Конверзы лучше, чем что-либо другое, давали монахам возможность замкнуться в своём служении, но ни железная воля мягкого мистика Бернарда, ни организация цистерцианского ордена не могли устранить фатальных последствий обогащения аббатств, удержать цистерцианцев на той высоте и чистоте соблюдения бенедиктинского устава, которую они гордо славили в своих озлобленных Спорах с клюнийцами. И не только обогащение монастырей влекло их к обмирщению, а вся совокупность условий их возникновения и жизни предначертывала их будущее.

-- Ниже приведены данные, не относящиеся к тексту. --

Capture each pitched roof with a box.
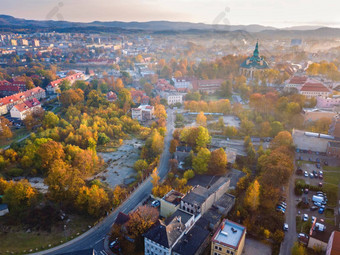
[14,98,40,112]
[289,76,308,85]
[144,218,185,248]
[0,87,45,106]
[300,82,330,92]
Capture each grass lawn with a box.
[0,128,30,148]
[0,216,94,254]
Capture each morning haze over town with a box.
[0,0,340,255]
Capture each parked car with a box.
[151,200,160,207]
[298,233,308,238]
[319,207,325,214]
[310,205,319,211]
[302,213,309,221]
[283,223,288,231]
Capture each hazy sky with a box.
[0,0,340,27]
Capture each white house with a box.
[167,94,183,105]
[10,98,41,120]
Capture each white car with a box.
[283,223,288,231]
[302,213,309,221]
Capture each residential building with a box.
[316,96,340,109]
[33,39,40,47]
[284,76,308,92]
[303,109,337,122]
[240,42,269,78]
[46,72,85,94]
[326,141,340,158]
[106,91,117,102]
[159,190,184,218]
[0,87,46,115]
[172,77,194,89]
[181,176,230,215]
[292,129,334,153]
[20,39,28,46]
[0,204,9,216]
[192,79,224,94]
[130,90,150,105]
[10,39,18,46]
[131,105,155,121]
[300,82,332,98]
[326,231,340,255]
[167,94,183,105]
[328,115,340,138]
[10,98,41,120]
[144,209,195,255]
[210,219,246,255]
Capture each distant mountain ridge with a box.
[0,15,340,36]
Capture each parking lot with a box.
[295,153,340,235]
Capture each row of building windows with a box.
[214,246,234,255]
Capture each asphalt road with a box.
[280,173,297,255]
[32,109,174,255]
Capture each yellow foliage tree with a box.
[244,180,260,211]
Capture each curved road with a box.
[31,109,174,255]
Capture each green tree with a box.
[196,126,211,148]
[183,169,195,180]
[43,112,59,128]
[208,148,228,174]
[192,148,211,174]
[244,180,260,212]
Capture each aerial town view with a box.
[0,0,340,255]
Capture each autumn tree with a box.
[244,180,260,212]
[127,205,159,238]
[192,148,211,174]
[43,112,59,128]
[196,112,207,127]
[208,148,228,174]
[0,117,13,139]
[2,179,37,213]
[169,139,179,153]
[60,89,84,107]
[271,131,293,149]
[196,126,211,148]
[37,140,65,169]
[75,185,110,217]
[113,185,126,206]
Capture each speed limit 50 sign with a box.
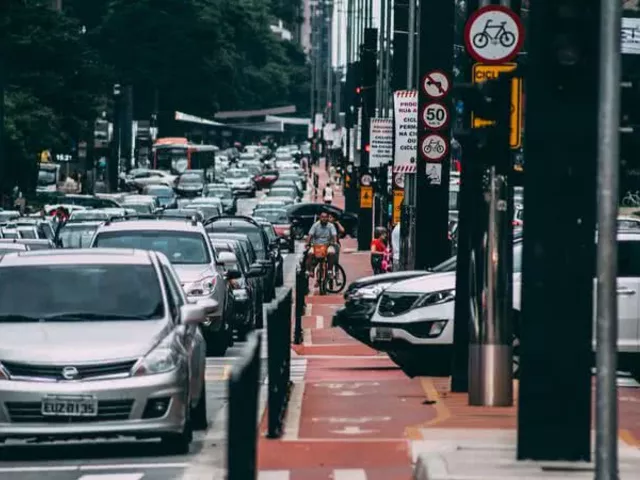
[421,102,449,130]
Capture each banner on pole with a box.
[369,118,393,168]
[393,90,418,166]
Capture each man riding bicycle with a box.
[305,212,338,277]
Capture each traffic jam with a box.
[0,138,324,459]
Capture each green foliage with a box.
[0,0,309,191]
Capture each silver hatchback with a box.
[0,249,212,453]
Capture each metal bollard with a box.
[469,167,513,407]
[227,332,262,480]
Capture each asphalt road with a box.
[0,193,296,480]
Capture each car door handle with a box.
[617,288,636,295]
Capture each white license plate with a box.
[41,395,98,417]
[374,327,393,342]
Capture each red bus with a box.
[152,137,220,175]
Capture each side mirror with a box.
[180,304,207,325]
[196,298,220,317]
[227,270,242,280]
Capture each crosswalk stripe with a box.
[333,468,367,480]
[78,473,144,480]
[258,470,290,480]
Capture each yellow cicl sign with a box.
[393,189,404,225]
[360,187,373,208]
[471,63,522,148]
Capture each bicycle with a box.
[622,190,640,207]
[471,19,516,49]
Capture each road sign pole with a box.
[415,0,455,269]
[517,0,600,461]
[595,2,621,480]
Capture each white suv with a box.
[370,230,640,375]
[91,217,233,355]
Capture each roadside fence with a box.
[227,332,262,480]
[267,288,293,438]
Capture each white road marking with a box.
[333,468,367,480]
[258,470,291,480]
[78,473,144,480]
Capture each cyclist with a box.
[305,212,337,277]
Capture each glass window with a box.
[93,230,211,265]
[0,264,164,323]
[618,240,640,277]
[58,224,97,248]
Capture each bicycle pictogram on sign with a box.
[464,5,524,64]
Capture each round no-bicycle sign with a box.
[422,102,449,130]
[420,133,449,162]
[422,70,451,98]
[464,5,524,64]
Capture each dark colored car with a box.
[287,203,358,240]
[256,219,284,287]
[207,183,238,215]
[208,232,265,328]
[174,170,207,197]
[211,239,262,341]
[253,207,296,253]
[205,215,276,302]
[253,170,280,190]
[142,185,178,208]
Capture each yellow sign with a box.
[471,63,522,148]
[360,187,373,208]
[393,189,404,225]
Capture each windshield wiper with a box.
[0,315,42,323]
[42,312,150,322]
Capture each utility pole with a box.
[358,28,378,250]
[415,0,455,269]
[517,0,600,461]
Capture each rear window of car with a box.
[93,230,211,265]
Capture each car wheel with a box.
[191,378,209,431]
[160,407,193,455]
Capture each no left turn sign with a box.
[464,5,524,64]
[422,102,449,130]
[420,133,449,162]
[422,70,451,98]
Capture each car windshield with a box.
[226,169,251,178]
[207,188,233,199]
[180,173,202,183]
[93,230,211,265]
[0,264,164,323]
[253,209,289,225]
[207,222,264,256]
[58,223,98,248]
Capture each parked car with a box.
[205,216,276,302]
[0,248,212,454]
[91,219,233,356]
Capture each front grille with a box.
[378,293,420,317]
[2,360,136,380]
[4,400,133,423]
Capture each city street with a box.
[0,193,296,480]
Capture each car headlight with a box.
[132,342,178,377]
[350,282,393,300]
[0,363,9,380]
[185,277,216,296]
[412,288,456,308]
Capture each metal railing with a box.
[267,288,293,438]
[227,332,262,480]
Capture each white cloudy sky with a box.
[332,0,384,66]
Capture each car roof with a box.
[98,218,204,233]
[0,248,152,268]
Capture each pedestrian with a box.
[322,182,333,205]
[371,228,387,275]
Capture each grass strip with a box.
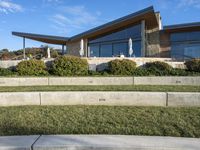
[0,85,200,92]
[0,106,200,138]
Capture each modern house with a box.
[12,6,200,59]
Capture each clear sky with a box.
[0,0,200,50]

Зерно было испорчено в самый момент своего произрастания, и идеал Бенедикта по-прежнему оказывался детскою, наивной мечтой, рассеивающейся, как дым, с наступлением зрелости. Зачатое в миру, цистерцианство не могло уйти из мира. Его аббаты стали рядом со славными аббатами Клюни; так же, как они, если не более, вмешивались в церковную и политическую жизнь. Бернард руководил соборами, боролся со лжеучением Абеляра и с ересью катаров, проповедывал крестовый поход, указывал миру и церкви, кто из двух избранных пап истинный наместник Христов, и писал наставления папе.